“难受,裤子可以剪一个洞出来吗?”

简云飞被裤子勒得脸色煞白,连饭都吃不下了。

舒远憋着笑,没想到自己还有整蛊简云飞的一天。他一脸淡漠,吃着简云飞精心准备的饭菜,眼角微微上扬。

“不行!自己解决自己的麻烦玩意儿!”

简云飞挑眉,满脸惊恐。

好可怕的远远,自己虽然为了赎罪,什么都能做,但远远竟让自己挥刀自宫!

等等,好像这也不是不可以,反正远远也不会喜欢自己了,自己要这铁棒又有何用?

“太疼了,我考虑考虑。”简云飞嬉皮笑脸,指着早就被舒远洗劫一空的糖醋鱼:“远远,吃这个,很好吃的。”

“嗯。”舒远尴尬回应,盯着盘子里只剩骨架的鱼,还有自己面前的一堆鱼刺,多少有些不好意思。

“我也尝尝。”简云飞傻笑,挑了老半天,好不容易夹到东西,一塞进嘴里,被满嘴的鱼刺扎得流出血来。

“我去,怎么没肉啊?”简云飞苦恼地擦去嘴角血珠。

舒远差点笑出声来,这是他重生以来,最开心的一天,可惜简云飞看不见他那灿烂的笑容。

“可能是卖鱼的老板欺负你看不见,给你选了条没肉的小鱼吧。我先声明,我也没吃两口鱼肉啊!”

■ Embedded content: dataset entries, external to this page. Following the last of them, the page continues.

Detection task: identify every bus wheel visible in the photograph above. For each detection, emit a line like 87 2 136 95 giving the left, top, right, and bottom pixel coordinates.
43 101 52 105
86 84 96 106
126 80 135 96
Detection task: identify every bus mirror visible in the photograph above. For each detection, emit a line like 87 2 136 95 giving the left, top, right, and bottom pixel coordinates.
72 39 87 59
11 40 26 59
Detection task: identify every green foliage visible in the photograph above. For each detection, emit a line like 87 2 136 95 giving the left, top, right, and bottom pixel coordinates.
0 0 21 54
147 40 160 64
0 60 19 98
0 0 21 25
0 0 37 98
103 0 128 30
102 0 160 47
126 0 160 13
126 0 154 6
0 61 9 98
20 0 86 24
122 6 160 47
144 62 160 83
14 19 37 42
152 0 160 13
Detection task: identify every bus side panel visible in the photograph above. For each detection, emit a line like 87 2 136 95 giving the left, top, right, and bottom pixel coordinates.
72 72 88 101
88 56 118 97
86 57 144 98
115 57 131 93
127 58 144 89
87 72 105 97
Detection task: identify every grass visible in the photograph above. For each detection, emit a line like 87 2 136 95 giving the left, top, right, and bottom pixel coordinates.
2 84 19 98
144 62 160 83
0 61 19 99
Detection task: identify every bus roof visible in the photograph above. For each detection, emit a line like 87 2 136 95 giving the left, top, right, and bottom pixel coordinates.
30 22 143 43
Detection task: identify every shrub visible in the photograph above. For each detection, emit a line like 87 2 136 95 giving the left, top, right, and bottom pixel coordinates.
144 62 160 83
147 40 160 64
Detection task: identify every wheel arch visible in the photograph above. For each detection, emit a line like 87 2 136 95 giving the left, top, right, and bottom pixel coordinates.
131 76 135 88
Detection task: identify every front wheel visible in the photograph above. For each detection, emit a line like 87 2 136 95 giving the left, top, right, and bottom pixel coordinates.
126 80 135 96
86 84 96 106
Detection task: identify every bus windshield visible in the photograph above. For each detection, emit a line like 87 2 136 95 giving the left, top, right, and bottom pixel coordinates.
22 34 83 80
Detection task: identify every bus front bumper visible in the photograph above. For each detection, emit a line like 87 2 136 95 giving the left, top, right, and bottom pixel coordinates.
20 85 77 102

舒远红着脸说谎,他只要一说谎就脸红,好在简云飞看不见。

“那鱼头呢?我怎么连鱼头都找不到,让我吃点鱼头也行啊!”简云飞饿得拿筷子在盘子里乱翻,可除了骨头就只有糖醋料汁。

舒远盯着自己碗里还没吃完的鱼头,尴尬地摸着鼻子回应:“鱼头太小了,我看都炸烂了,就扔了!真的不是我吃的啊,你别盯着我!”